The BioNTech team and UPenn have previously partnered on pre-clinical study of an mRNA-based vaccine candidate to prevent genital herpes. This work is led by lead investigator Dr. Harvey Friedman and team at the University of Pennsylvania.

A new clinical trial A Clinical Trial in Healthy Volunteers to Study the Safety, Tolerability, and Immune Responses After Vaccination With an Investigational Vaccine Designed to Prevent Genital Herpes Lesions is now testing the BioNTech/UPenn formulation, BNT163, and it is recruiting as of today.

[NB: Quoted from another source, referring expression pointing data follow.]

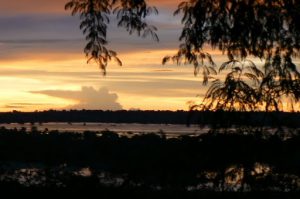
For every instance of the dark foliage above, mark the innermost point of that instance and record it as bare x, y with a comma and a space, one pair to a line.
95, 16
105, 161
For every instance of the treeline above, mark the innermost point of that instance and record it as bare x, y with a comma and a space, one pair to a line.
151, 164
156, 117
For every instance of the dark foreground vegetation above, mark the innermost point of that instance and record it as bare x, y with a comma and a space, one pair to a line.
245, 163
220, 117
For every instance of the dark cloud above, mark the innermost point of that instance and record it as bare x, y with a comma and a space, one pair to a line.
87, 97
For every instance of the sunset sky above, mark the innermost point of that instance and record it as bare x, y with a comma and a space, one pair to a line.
43, 65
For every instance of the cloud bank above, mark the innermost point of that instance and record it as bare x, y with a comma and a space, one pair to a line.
88, 98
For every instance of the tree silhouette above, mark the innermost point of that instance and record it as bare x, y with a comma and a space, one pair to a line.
94, 16
265, 29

The clinical trial, posted on ClinicalTrials.gov on June 27th, is enrolling HSV negative individuals to test the effectiveness of a vaccine candidate to prevent genital herpes. Trials are set to begin in September 2022 with a completion date of 2025. Locations for the study are to be determined and will be posted when finalized.

This clinical trial is for HSV negative, healthy participants to test safety and efficacy in a two-part study. Part A will be multiple doses of vaccine, The highest dose that is well tolerated will be studied in a larger number of subjects in part B.

Regarding a therapeutic to treat those living with genital herpes: Within the next 1-2 months, Dr. Friedman and his lab will be turning energies towards a therapeutic, plans for an experimental approach are underway.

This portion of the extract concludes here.